Well, the Comets game was like watching a train wreck...and it was hurting my heart so bad, I left at half time.

I did see Seimone Augustus, and got to wave and say hi to her...that was the highlight of my night.

The Monarchs came out with guns a blazin'...never would have expected that kind of offensive ambush from them. And, of course, the Comets couldn't hit the broad side of a barn. At about the five minute mark in the first quarter, the Monarchs were shooting 82% compared to the Comets 22%.

It was fugggglllly. The only thing I kept saying to myself was that the Comets were not ready to play this game...the coaching staff had not prepared them for this at all...again, not sure how you could have, but some decent effort on defense might have helped.

After the game, Van apparently appologized to every fan who ever bought a ticket to see the team play, and took responsibility for the team not being prepared. Hasn't he done that a couple of times in the last two years????

Face it, the Comets and their fans are stuck with him until he finally, or Miss Betty, or his doctors finally tell him to call it quits, and to stay home and hang with those Grandboys he loves to talk about.

Looking forward to the game tomorrow, because the Comets will hopefully find at least some PRIDE to play for. I don't mind seeing my team get beat by a better team, but I cannot accept the lack of effort and response to the debacle that happened in Toyota Center last night.


----------



## CbobbyB (Feb 16, 2006)

WoW..That's odd for a crazed bball fan [such as yourself] to leave during halftime...

This is probaly a sign of the last "testament" for Coach Van.(whatever that means) I'm confident we'll show up 2morrow...After all, we _do_ have 3 legends of bball on our team. [Swoopes, Thompson, and Staley]


----------



## Cometsbiggestfan (May 14, 2003)

The Comets are going to win today because it's my birthday and I can feel it. Let's go!! :banana:


----------



## CbobbyB (Feb 16, 2006)

^Happy Birthday, lol..
45-35 Monarchs lead at Halftime


----------



## CbobbyB (Feb 16, 2006)

OMG!! LoL
"Roneeks Hodges aint got no balls" Coach Van just said that, lol..

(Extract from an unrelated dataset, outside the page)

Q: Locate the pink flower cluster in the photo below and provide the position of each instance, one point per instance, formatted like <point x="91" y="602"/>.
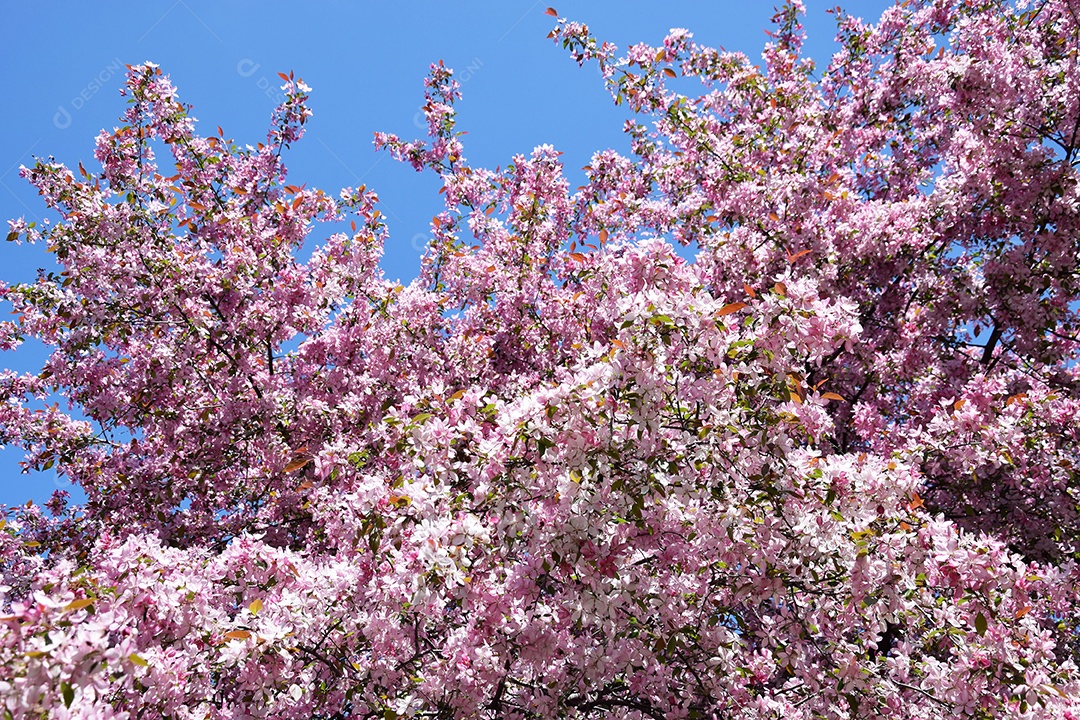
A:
<point x="826" y="470"/>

looks like were gonna lose this one...


----------



## CbobbyB (Feb 16, 2006)

damn, everything is all screwed up. The Comets and Fever are both gone..LA could be knocked out 2morrow along with Washington...if LA loses, then Sacto could be the fav to come out of the West.


----------



## Cometsbiggestfan (May 14, 2003)

CbobbyB said:


> ^Happy Birthday, lol..
> 45-35 Monarchs lead at Halftime


Thanks. 

LOL! :laugh: So I was wrong. Sue me. :biggrin:


----------



## CbobbyB (Feb 16, 2006)

I guess we were all wrong...I wanted Indiana to win soooo bad...dang it!


----------



## CbobbyB (Feb 16, 2006)

Game 3- Storm vs. Sparks..2morrow

Go Storm!?!


----------



## Cometsbiggestfan (May 14, 2003)

GO L.A.!!!!! :banana:


----------



## CbobbyB (Feb 16, 2006)

oh HELLL no! 
Why would you want the Sparks to win? Do you have something against LJ? 
"GO L.A!" ---girl you cwazzyy.


----------



## CbobbyB (Feb 16, 2006)

34-27 LA leads at the half. (Storm vs. Sparks)


----------



## CbobbyB (Feb 16, 2006)

53-40 LA lead at the end of the 3rdQT


----------



## Cometsbiggestfan (May 14, 2003)

THANK YOU LA!!!! :banana: 

Now, let's go Monarchs! :laugh:


----------



## 4ever_bball_fan (Aug 5, 2004)

My Baby LJ is done... :sigh:  

But, I will get to see her play next month with the Opals...so, that makes me happy. I am sure that both Leslie-Longwood and Thompson will have something special for her then, too.


----------